Re: --override option for bin/connect-distributed.sh

2020-12-22 Thread Aki Yoshida
Hi Tom,
thank for your suggestion. I'll follow the KIP process.
regards, aki

El mar, 22 dic 2020 a las 10:18, Tom Bentley () escribió:
>
> Hi Aki,
>
> Since this is a change to a public API of the project it would need to be
> done through the KIP process [1]. Since writing the KIP in this case isn't
> much work, I suggest you write it up as a proposal and start a KIP
> discussion thread on the dev@ mailing list, then interested people can
> comment there.
>
> Kind regards,
>
> Tom
>
> [1]:
> https://cwiki.apache.org/confluence/display/KAFKA/Kafka+Improvement+Proposals
>
> On Mon, Dec 21, 2020 at 8:57 PM Aki Yoshida  wrote:
>
> > Hi Kafka team,
> > I think the --override option of Kafka is very practical in starting
> > Kafka for various situations without changing the properties file.

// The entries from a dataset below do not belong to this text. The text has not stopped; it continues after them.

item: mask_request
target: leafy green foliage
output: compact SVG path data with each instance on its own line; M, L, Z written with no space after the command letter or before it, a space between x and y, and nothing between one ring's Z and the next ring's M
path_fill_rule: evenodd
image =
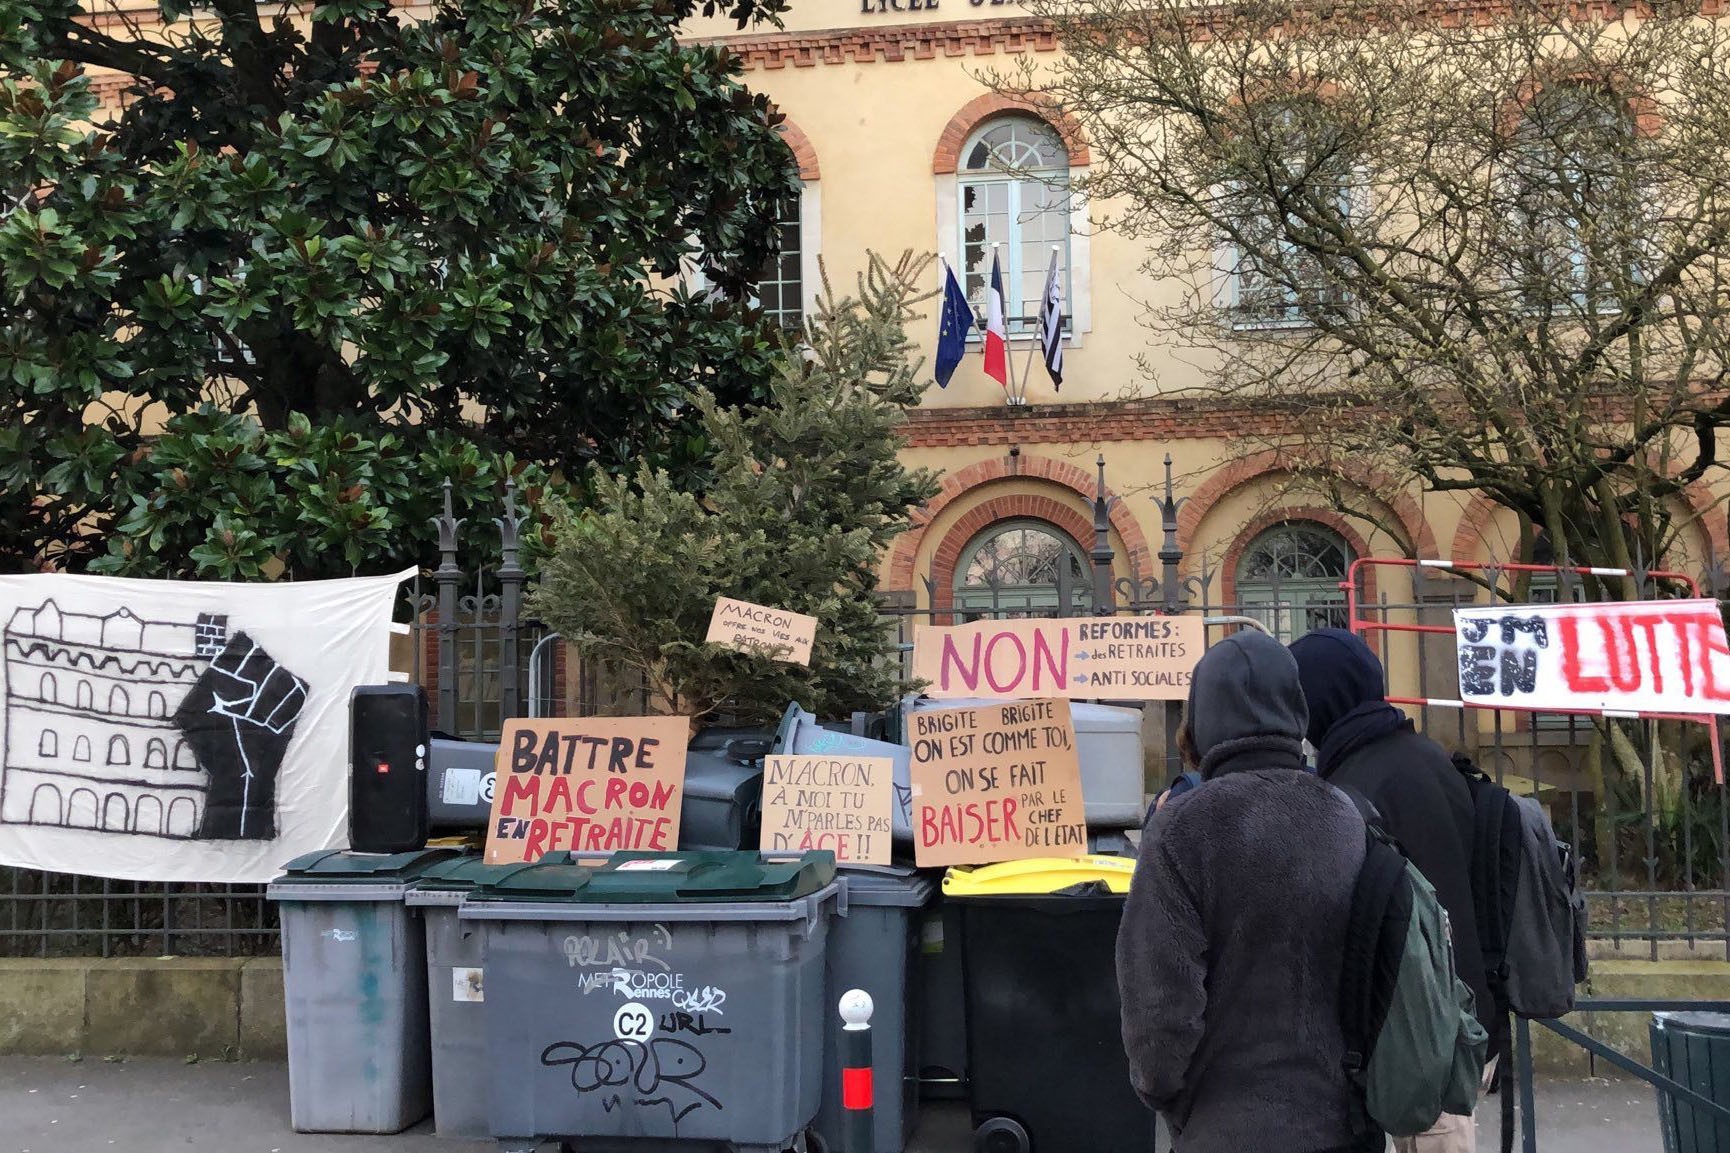
M645 466L598 480L591 508L557 514L531 611L583 655L641 672L665 712L890 703L903 684L875 596L881 550L937 492L897 456L923 390L905 325L925 267L873 256L857 296L825 284L763 406L700 399L715 445L702 496ZM811 666L703 643L722 596L817 617Z
M158 34L0 0L0 571L388 568L447 463L700 483L692 396L773 372L748 298L797 180L737 63L675 40L699 7L215 0Z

I
> > missed this feature in Kafka-Connect and I wanted to have it, so I
> > created a patch in this commit in my forked repo.
> >
> > https://github.com/elakito/kafka/commit/1e54536598d1ce328d0aee10edb728270cc04af1
> >
> > Could someone tell me if this is a good idea or a bad idea? If bad, is
> > there some alternative way to customise the properties? If good, can I
> > create a PR?
> > I would appreciate for your suggestion.
> > Thanks.
> > regards, aki
> >
> >


Re: --override option for bin/connect-distributed.sh

2020-12-22 Thread Tom Bentley
Hi Aki,

Since this is a change to a public API of the project it would need to be
done through the KIP process [1]. Since writing the KIP in this case isn't
much work, I suggest you write it up as a proposal and start a KIP
discussion thread on the dev@ mailing list, then interested people can
comment there.

Kind regards,

Tom

[1]:
https://cwiki.apache.org/confluence/display/KAFKA/Kafka+Improvement+Proposals

On Mon, Dec 21, 2020 at 8:57 PM Aki Yoshida  wrote:

> Hi Kafka team,
> I think the --override option of Kafka is very practical in starting
> Kafka for various situations without changing the properties file. I
> missed this feature in Kafka-Connect and I wanted to have it, so I
> created a patch in this commit in my forked repo.
>
> https://github.com/elakito/kafka/commit/1e54536598d1ce328d0aee10edb728270cc04af1
>
> Could someone tell me if this is a good idea or a bad idea? If bad, is
> there some alternative way to customise the properties? If good, can I
> create a PR?
> I would appreciate for your suggestion.
> Thanks.
> regards, aki
>
>